We discussed a variety of options how to deal with this. It seemed clear to me that we needed to check for the presence of a given Residue before traversing the whole array of present Residues, preferably in constant time. Something like that can, in principle, be achieved by sets or hashmaps which feature membership checks in constant time. At first, I tried using a HashSet but this proved difficult to do because the Atom struct contains floats which do not implement Hash so I couldn’t just use them. Also, sets are unordered which is inconvenient. I tried working around this with IndexSet which is an ordered set but then I stumbled over the problem that creating mutable references to sets is not possible in Rust. Unfortunately, this is a deal breaker for the functionality of the library.

At the end of the day, my collaborator came up with a nifty idea of parsing everything into a hashmap, storing the Residues as keys and using the constant lookup times to keep track of the things that had already been parsed.
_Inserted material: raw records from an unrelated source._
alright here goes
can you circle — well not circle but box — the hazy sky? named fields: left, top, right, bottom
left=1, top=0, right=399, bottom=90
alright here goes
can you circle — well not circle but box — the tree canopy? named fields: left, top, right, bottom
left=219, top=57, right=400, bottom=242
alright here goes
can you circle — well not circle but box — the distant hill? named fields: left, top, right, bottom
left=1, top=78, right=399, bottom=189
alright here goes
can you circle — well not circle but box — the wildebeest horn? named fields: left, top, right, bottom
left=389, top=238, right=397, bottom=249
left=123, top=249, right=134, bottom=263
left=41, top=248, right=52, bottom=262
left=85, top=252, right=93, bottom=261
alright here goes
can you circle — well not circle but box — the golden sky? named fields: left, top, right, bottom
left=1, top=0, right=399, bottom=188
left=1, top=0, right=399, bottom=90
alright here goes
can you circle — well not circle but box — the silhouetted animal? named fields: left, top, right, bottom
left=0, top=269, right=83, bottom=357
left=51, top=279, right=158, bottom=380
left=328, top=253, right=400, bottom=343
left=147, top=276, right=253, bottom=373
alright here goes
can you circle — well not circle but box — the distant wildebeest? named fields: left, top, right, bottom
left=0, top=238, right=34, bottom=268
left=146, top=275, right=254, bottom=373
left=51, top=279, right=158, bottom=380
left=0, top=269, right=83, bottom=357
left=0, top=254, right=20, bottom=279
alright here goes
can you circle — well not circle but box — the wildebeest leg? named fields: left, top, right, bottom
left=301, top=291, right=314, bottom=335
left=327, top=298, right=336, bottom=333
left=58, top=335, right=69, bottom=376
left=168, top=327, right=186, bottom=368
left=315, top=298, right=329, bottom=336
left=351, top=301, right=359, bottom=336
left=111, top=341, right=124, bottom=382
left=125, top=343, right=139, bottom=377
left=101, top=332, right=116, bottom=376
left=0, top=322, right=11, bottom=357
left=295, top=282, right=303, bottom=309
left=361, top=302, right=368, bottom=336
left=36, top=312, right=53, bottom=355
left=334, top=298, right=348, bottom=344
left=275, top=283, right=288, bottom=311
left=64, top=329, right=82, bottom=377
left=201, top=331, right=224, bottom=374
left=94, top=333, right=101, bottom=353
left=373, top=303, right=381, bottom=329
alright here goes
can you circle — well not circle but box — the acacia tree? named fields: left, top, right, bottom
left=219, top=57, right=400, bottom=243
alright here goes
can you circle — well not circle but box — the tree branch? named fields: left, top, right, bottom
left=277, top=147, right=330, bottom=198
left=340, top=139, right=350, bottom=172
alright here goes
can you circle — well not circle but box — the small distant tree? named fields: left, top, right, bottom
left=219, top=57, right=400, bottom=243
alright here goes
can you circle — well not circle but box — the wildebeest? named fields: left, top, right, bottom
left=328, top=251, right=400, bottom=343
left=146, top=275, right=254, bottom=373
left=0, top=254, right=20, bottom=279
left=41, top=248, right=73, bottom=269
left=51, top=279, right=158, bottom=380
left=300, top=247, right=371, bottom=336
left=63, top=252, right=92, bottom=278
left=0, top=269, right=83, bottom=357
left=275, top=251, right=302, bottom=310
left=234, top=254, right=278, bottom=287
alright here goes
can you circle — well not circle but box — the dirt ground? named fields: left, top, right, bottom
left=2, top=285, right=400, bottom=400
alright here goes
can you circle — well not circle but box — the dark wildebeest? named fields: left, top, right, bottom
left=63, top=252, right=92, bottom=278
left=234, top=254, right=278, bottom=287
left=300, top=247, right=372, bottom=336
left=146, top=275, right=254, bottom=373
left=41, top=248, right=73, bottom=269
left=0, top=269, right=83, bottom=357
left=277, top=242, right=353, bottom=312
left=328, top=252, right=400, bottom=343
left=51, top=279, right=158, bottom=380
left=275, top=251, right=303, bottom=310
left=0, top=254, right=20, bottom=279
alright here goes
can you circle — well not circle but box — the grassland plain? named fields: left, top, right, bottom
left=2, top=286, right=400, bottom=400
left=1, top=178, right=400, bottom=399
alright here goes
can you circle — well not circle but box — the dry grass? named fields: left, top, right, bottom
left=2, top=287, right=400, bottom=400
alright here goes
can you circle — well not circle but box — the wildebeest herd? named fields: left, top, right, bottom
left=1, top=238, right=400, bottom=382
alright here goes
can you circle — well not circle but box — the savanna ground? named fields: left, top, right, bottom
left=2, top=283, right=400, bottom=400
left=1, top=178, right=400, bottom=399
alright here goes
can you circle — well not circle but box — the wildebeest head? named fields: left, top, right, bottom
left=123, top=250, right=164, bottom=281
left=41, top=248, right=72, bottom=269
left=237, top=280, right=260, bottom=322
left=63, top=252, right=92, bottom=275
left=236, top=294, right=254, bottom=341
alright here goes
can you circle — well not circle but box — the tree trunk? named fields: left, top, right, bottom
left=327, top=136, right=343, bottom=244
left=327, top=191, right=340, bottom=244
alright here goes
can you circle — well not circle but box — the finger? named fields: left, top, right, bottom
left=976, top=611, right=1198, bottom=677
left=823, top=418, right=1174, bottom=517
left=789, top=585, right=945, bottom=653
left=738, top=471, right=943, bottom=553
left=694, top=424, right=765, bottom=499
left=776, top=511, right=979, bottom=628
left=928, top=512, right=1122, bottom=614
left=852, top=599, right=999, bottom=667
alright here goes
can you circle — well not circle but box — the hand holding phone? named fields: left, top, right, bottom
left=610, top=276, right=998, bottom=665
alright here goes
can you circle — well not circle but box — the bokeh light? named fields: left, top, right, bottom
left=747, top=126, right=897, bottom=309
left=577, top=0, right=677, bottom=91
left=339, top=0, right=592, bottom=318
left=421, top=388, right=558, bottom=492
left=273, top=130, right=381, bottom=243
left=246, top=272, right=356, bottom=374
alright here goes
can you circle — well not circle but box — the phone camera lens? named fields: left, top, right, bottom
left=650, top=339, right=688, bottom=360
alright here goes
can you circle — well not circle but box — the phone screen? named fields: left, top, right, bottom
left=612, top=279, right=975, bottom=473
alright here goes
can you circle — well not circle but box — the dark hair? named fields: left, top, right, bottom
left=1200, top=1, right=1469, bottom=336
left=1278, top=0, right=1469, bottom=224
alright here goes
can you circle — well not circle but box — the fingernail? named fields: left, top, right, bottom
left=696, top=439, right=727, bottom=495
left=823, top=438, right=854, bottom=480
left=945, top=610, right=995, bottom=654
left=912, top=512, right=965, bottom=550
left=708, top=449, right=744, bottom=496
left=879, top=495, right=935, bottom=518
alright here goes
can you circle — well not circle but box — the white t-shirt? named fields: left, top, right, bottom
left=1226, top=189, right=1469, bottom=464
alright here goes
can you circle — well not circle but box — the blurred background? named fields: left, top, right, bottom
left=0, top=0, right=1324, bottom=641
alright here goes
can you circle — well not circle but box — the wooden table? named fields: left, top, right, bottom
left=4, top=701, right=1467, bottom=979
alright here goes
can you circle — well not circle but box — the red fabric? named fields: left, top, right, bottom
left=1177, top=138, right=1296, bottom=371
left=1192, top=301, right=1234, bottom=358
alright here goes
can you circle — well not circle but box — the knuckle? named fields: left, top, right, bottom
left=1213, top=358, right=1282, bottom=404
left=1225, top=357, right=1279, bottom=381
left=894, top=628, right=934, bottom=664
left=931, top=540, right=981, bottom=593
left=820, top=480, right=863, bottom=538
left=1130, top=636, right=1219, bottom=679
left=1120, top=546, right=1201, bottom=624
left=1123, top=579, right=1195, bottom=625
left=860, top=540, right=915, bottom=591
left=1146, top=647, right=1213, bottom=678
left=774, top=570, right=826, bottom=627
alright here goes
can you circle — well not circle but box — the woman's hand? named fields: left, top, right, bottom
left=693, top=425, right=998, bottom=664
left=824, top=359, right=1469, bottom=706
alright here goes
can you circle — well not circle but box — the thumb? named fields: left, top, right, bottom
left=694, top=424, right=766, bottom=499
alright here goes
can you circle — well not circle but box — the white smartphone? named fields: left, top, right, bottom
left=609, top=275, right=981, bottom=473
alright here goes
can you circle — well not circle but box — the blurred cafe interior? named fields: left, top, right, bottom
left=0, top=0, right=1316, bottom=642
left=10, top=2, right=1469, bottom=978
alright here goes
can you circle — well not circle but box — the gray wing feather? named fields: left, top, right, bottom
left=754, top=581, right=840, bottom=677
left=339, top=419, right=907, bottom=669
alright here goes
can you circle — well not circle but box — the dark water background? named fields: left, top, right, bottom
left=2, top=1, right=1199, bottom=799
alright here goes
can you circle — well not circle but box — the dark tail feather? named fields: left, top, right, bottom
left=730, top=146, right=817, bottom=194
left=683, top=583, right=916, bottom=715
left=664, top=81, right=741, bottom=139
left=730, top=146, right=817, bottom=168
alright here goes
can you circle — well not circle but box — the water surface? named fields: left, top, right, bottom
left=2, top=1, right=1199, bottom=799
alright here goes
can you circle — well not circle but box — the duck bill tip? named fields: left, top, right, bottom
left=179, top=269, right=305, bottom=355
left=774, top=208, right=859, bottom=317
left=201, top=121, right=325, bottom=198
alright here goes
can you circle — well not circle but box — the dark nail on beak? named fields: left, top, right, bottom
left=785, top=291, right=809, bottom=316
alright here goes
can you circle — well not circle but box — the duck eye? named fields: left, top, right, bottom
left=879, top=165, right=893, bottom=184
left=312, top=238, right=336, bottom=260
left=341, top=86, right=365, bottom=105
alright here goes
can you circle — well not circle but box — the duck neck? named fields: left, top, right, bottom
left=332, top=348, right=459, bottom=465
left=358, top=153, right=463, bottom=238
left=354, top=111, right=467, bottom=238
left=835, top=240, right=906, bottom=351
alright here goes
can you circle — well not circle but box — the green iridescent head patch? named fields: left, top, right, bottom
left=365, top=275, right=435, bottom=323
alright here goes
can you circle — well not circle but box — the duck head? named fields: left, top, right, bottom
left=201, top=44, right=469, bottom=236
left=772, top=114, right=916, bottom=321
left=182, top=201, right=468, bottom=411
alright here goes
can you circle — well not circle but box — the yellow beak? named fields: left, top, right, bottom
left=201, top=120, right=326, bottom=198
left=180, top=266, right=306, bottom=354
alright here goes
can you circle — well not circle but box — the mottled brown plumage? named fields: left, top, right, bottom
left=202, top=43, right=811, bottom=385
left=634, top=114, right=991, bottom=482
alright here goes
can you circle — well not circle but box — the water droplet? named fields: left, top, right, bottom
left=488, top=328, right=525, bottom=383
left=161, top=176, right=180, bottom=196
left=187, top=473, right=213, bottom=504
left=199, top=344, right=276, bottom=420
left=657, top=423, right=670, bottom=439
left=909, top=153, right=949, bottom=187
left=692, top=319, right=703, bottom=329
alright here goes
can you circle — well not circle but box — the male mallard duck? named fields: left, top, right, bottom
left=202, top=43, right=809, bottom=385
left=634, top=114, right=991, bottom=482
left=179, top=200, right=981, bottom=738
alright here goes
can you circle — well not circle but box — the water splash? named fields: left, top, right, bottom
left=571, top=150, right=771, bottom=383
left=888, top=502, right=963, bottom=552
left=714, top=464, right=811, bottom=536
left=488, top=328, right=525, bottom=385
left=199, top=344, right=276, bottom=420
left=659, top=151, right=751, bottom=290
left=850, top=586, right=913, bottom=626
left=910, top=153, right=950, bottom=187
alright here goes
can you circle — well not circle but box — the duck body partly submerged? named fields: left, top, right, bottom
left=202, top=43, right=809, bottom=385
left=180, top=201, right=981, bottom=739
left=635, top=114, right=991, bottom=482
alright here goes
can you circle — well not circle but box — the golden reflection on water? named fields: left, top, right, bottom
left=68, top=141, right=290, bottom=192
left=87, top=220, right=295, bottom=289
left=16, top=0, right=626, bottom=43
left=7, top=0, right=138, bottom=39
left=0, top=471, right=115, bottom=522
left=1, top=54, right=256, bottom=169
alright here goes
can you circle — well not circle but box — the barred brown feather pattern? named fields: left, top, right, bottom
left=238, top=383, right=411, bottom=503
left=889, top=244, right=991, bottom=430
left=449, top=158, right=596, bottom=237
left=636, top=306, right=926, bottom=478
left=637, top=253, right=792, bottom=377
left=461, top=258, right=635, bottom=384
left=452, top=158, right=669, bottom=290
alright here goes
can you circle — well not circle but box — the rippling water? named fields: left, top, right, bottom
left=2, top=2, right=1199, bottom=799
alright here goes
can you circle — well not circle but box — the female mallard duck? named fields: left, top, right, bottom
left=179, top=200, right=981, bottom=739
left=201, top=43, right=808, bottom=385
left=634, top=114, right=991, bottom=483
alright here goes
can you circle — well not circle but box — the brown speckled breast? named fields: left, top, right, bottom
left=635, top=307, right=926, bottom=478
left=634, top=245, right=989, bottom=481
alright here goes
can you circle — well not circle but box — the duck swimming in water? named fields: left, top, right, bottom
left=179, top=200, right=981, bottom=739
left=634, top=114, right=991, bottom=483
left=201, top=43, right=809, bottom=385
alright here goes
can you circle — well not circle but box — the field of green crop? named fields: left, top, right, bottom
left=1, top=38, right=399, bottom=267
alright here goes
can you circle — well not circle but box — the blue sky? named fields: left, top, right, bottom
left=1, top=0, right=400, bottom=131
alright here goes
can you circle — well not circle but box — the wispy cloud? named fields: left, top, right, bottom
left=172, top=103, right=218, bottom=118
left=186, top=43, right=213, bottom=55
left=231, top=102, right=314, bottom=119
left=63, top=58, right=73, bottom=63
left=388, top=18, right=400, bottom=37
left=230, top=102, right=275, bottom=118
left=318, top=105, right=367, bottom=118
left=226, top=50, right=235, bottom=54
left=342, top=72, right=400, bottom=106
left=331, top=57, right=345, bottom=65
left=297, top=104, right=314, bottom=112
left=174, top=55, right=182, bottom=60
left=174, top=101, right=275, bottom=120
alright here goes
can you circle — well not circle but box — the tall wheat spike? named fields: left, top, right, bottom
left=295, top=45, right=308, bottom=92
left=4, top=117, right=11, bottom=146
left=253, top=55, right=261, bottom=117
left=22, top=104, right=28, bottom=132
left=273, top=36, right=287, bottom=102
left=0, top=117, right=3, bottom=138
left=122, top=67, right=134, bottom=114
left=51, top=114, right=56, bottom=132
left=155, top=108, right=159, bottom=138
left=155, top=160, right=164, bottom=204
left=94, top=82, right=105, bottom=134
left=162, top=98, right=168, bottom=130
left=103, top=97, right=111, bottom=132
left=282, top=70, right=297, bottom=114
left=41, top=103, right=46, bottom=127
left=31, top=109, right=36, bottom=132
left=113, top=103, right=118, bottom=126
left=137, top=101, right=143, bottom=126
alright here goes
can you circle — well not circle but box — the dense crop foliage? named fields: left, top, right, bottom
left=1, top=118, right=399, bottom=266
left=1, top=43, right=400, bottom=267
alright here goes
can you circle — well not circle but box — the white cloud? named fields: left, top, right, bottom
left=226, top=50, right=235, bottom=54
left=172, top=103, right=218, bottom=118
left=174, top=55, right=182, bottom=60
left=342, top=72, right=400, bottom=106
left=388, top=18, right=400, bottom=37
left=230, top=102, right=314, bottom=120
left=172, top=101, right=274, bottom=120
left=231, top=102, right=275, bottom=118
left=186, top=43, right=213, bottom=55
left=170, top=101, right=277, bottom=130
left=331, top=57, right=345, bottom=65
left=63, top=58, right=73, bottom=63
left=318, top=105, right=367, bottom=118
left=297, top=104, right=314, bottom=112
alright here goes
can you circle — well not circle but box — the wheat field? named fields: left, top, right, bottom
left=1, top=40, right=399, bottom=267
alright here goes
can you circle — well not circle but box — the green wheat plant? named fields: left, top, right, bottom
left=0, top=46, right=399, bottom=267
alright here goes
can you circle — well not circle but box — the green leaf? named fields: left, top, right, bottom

Then, after everything has been parsed, that hashmap is turned into the proper arrays the library uses for its functionalities. I was pretty impressed and I’m sure I couldn’t have come up with something this elegant.

The only remaining issue was that hashmaps, too, are unordered so everything had to be sorted after parsing. Luckily, there is the indexmap crate (which I kind of mentioned above) which includes an ordered hashmap that can be used pretty much as a drop-in replacement for Rust’s HashMap. So that’s what I did to get rid of the need for sorting everything.

Sweet! Time for another profiling run, I’d say. Let’s see how it turned out: Flamegraph with some optimization

Now that looks very different and I’ll tell you why: the whole call stack that corresponds to the pdbtest testing crate that you can see here is equivalent to that jagged mess from the previous profiling runs that made up 10-20% at the end of the previous run time. Remember that we are looking at relative timings here. This means that, apparently, we were successful at eliminating the bottleneck quite thoroughly.

A quick, non-quantitative “benchmark” confirms this. Whereas parsing my test file had taken some three seconds earlier, now it’s 300 - 600 ms. I think that’s impressive.

This experience served as a first glance at profiling an application I had contributed to and it was a fascinating experience. Before I was able to produce anything useful I spent a lot of time reading up on possible tools and skimming their documentation for some simple instructions and the like. In fact, I did use perf itself for profiling as well but realized that, albeit instructive, it didn’t provide any insight for me that the simple flamegraph hadn’t already so I didn’t include an account of my experience with it here.

That’s a task for future me.